UMH Properties reported Q1 normalized FFO of $19.4 million, or $0.23 per share, flat year over year, while raising rental and related income 9% to $59.5 million and same-property NOI 7.1% on 5% rent growth and 412 more occupied units. Management tightened 2026 NFFO guidance to $0.98-$1.04 per share from $0.97-$1.05 and said April home sales were running strong at about $3.5 million, despite higher interest expense and weather-related operating costs. Liquidity remains solid with $37.4 million cash, $260 million available on the revolver, and 99% fixed-rate debt at a 4.92% average cost.

Analysis

UMH is doing the right kind of heavy lifting: filling pre-built inventory and expanding without needing much incremental capex, which should create visible operating leverage over the next 2-3 quarters. The key second-order effect is that each occupied site not only lifts rent, it also converts previously dead balance-sheet assets into collateral for refinancing and redeployment, so the earnings uplift can arrive faster than the market expects once seasonal drag fades. The tight guidance range suggests management sees this as a sequencing issue, not a demand issue. The market is probably underappreciating how much of the current interest burden is front-loaded. Because the debt stack is overwhelmingly fixed, the near-term P&L pain is more about the cost of growth investments that have not yet turned productive than about a refinancing spiral; that matters because it means the earnings inflection is more controllable than the headline leverage ratio implies. If occupancy moves from high-80s toward 90%+ and the rental-home pipeline keeps converting, same-store NOI can outgrow financing costs even if rates stay sticky. The more interesting contrarian angle is that the pending regulatory changes may matter less as a near-term earnings driver than as a valuation multiple catalyst.
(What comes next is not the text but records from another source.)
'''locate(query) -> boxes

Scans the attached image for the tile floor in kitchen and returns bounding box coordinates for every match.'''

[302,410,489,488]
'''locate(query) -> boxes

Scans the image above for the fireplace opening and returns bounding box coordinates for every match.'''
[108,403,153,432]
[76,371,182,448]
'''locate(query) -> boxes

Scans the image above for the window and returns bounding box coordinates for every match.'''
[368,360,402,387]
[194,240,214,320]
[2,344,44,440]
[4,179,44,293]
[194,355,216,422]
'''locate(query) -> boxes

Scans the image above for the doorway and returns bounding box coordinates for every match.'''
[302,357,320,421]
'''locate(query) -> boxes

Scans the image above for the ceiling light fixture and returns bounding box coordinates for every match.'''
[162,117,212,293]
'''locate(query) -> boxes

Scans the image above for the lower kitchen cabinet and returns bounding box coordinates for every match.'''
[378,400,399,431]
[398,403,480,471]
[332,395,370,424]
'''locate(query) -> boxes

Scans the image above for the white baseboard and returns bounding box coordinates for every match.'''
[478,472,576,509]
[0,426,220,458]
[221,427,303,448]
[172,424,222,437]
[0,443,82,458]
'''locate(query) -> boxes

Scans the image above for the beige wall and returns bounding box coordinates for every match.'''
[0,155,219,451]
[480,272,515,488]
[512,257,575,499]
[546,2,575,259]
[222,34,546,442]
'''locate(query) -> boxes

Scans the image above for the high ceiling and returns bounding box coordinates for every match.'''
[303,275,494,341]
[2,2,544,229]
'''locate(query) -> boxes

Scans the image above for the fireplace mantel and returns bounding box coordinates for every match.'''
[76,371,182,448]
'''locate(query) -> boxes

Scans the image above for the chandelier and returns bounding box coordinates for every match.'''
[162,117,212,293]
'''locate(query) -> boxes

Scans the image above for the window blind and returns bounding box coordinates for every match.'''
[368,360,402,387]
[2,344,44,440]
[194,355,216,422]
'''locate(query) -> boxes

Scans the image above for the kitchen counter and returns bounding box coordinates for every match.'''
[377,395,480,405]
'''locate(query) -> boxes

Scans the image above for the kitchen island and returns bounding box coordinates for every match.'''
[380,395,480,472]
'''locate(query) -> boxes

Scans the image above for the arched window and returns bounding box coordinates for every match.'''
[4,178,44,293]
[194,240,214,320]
Two-story/duplex adoption and easier financing would expand the economic density of each lot, which could re-rate the entire manufactured housing thesis from "affordable housing cash flow" to "scarce land + embedded option value." The risk is that this story can be over-owned if housing policy progress slips or if expansion-site lease-up slows after the seasonal spring window. I would watch for a sharper-than-expected Q2 acceleration in home sales and occupancy; that is the cleanest signal that 2026 guidance still has upside. The main bear case is not demand destruction but execution slippage: if the company cannot monetize the 430+ on-site homes quickly enough, the carry cost will keep depressing FFO conversion and the stock could stay range-bound despite good underlying assets.